Et puis aussi : à quoi bon se fatiguer ? À quoi bon rassembler ses dernières forces, puisque tout est fini ? L'an mil, c'est prédit, verra la fin du monde. Dieu l'a condamné car il a trop péché, les prêtres l'ont proclamé du haut de leurs chaires : le premier jour de l'an mil sera celui du Jugement dernier. Hagards, en haillons, les hommes affluent en d'immenses processions, des cierges allumés à la main, les paysans abandonnent leurs champs, les riches vendent et dilapident leurs biens. Car demain vont surgir sur leurs coursiers blêmes les chevaliers de l'Apocalypse ; le jour du Jugement approche. Et des milliers de personnes passent cette dernière nuit à genoux dans les églises, attendant d'être précipités dans les ténèbres éternelles.

1100. Le monde est toujours là. Une fois de plus, Dieu a fait preuve de clémence à l'égard de ses créatures. L'humanité peut continuer à vivre. Bien plus, elle le doit pour témoigner de la grandeur et de la grâce divines. Que Dieu soit remercié de sa clémence ! Que la reconnaissance des hommes s'élève vers le ciel comme des mains en prière ! Ainsi s'érigent les cathédrales, piliers de la prière, édifiées dans la pierre. L'homme doit manifester son amour du Christ, intercesseur de la clémence divine ! Peut-on tolérer plus longtemps que le lieu de sa Passion et le Saint Sépulcre demeurent aux mains impies des infidèles ? Debout, chevaliers d'Occident, debout, vous les croyants, marchez vers l'Orient ! N'avez-vous pas entendu l'appel ? « Dieu le veut ! » Quittez vos châteaux, vos villages et vos villes, en avant, en route pour la croisade sur terre et sur mer !

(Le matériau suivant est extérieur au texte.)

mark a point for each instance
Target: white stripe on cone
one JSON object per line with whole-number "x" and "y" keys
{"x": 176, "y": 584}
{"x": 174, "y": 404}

1200. Le Saint Sépulcre est conquis, puis reperdu. La croisade a été vaine, et pourtant non, pas entièrement. Ce voyage a réveillé l'Europe. Elle a senti sa force, mesuré son courage, elle a redécouvert combien ce monde créé par Dieu foisonne de choses nouvelles et diverses : sous d'autres cieux, il est d'autres fruits, d'autres étoffes, d'autres animaux, d'autres hommes, d'autres mœurs. En voyant en Orient à quel point la vie des Sarrasins était riche, raffinée et somptueuse, chevaliers, paysans et serfs ont compris, avec une surprise mêlée de honte, à quel point celle qu'ils menaient dans leur petit coin d'Occident était morne et étriquée. Ces païens, que de loin on méprise, possèdent des étoffes de soie indienne lisses, souples et fraîches, de moelleux tapis de Boukhara aux couleurs chatoyantes ; ils ont des épices, des herbes et des parfums qui stimulent et exaltent les sens. Leurs navires s'en vont dans de lointains pays dont ils ramènent des esclaves, des perles et des métaux précieux ; leurs caravanes s'étirent le long des routes en d'interminables périples. Ce ne sont pas les brutes mal dégrossies qu'on supposait, ils connaissent la Terre et ses secrets. Ils ont des cartes et des tablettes sur lesquelles tout est écrit et où tout est représenté. Ils ont des sages qui connaissent la course des étoiles et les lois qui la régissent. Ils ont conquis des pays et des mers, se sont emparés de toutes les richesses, de tous les négoces et de tous les plaisirs de l'existence, pourtant ils ne sont pas meilleurs guerriers que les chevaliers allemands et français.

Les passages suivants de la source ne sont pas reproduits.